Она ничего не сказала, даже не кивнула, а вернулась к шкафу и стала расстегивать платье. В другом конце комнаты он тоже раздевался, время от времени поглядывая то на ее полные плечи, то на налившуюся грудь, то на тяжелую косу, которую она медленно заплетала. Взгляд его задерживался и на ее уже заметно округлившемся животе, и страсть превращалась в умиление и нежность… Он разделся раньше нее и подошел к иконостасу. «Сохрани их, господи. Жену, сына... и другое дитя! И сделай так, чтобы я к ним вернулся, об одном тебя молю...» — беззвучно шептали его губы. Обычно он только крестился, но сейчас поцеловал посеребренную десницу, которой богородица обнимала младенца.
— Погаси лампу! — сказала Женда, увидев, что он пошел к постели.
Коста задул лампу и лег. Деревянная кровать заскрипела, прохладные простыни успокоили его. Он завернулся в одеяло.
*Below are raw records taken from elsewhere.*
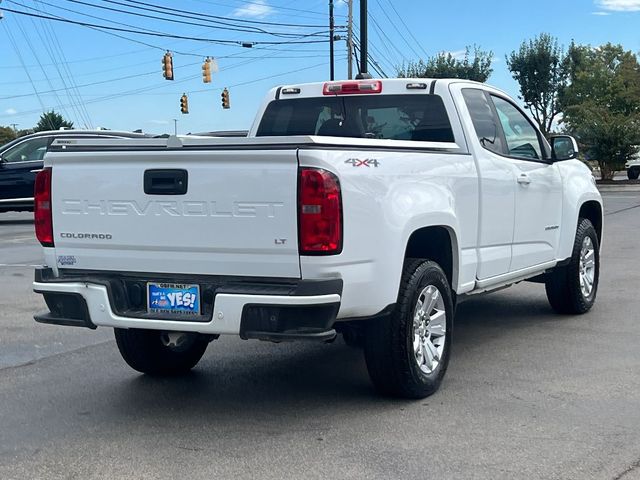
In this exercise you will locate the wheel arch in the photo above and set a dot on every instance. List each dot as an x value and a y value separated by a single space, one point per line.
438 243
592 210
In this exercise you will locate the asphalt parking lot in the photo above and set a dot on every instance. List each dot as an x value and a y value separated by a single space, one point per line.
529 394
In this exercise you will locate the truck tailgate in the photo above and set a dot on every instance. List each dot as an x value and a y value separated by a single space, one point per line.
238 215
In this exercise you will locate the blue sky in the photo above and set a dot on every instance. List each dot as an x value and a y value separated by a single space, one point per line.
96 79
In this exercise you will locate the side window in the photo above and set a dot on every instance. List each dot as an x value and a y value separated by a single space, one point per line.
28 151
522 137
484 120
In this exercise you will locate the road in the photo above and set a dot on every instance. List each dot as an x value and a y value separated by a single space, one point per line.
528 394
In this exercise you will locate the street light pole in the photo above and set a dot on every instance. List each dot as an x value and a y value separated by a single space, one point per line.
350 40
363 41
331 34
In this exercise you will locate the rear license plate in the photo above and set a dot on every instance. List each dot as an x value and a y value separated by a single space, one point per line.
173 298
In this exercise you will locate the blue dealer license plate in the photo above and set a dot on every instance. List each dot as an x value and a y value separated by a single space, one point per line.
173 298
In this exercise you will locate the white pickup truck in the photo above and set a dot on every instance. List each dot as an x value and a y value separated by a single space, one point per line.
367 208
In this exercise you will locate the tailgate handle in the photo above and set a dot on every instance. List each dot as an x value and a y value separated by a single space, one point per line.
165 182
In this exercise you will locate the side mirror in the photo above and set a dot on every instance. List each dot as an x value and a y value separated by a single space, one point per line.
564 147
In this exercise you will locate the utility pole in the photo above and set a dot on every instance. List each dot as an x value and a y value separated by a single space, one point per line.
350 40
331 39
363 41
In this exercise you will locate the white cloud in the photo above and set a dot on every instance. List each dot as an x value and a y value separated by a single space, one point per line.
619 5
255 8
457 54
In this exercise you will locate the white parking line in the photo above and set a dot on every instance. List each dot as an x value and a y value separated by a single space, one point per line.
19 265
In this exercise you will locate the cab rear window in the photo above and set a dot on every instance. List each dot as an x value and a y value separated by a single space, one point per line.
393 117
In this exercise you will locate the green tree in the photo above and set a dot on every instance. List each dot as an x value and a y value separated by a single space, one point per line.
445 65
6 135
540 67
601 104
52 121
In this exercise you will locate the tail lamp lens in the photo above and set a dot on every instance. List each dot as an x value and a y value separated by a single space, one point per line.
42 208
319 212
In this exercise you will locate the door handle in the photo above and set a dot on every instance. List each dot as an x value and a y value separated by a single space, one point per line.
165 182
524 179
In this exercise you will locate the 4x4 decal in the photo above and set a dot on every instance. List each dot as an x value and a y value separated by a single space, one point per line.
367 162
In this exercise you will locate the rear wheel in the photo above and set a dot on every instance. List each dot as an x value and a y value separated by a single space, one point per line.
407 353
158 352
572 289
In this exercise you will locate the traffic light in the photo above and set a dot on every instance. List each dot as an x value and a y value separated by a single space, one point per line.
167 66
225 99
184 103
206 70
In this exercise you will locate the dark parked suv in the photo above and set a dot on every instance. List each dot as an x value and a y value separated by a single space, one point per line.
21 159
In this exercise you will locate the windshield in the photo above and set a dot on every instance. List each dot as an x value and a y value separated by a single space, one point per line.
393 117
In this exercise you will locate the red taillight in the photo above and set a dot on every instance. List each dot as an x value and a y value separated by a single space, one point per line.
352 88
42 208
319 212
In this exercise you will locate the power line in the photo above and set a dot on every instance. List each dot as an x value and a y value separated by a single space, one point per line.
217 17
163 34
408 29
275 7
37 58
164 84
397 29
56 48
226 26
19 55
388 42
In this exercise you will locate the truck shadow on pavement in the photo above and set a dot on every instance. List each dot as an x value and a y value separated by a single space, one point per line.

Глаза его привыкли к темноте, да и лампадка отбрасывала трепетный свет. «Муж да жена — одна душа», — подумал он, глядя, как Женда тоже целует иконку, и дожидаясь, пока она подойдет к нему в темноте. Она легла рядом, он подсунул руку ей под шею и обнял ее. Пальцы коснулись мягкой груди, она прижалась к нему всем телом... Нет, желание дремало в нем, страсть молчала. Он чувствовал биение ее сердца, и ему хотелось лежать и лежать так, не шевелясь, без сна и без мыслей. Стукнула кухонная дверь, послышались голоса, шаги по лестнице, ведущей наверх, — это братья ушли к себе в комнату. Немного спустя раздались шаркающие, усталые шаги и покашливание отца. А вскоре опять скрипнули половицы — кто-то подошел к их двери и встал за нею, словно смотрел в скважину.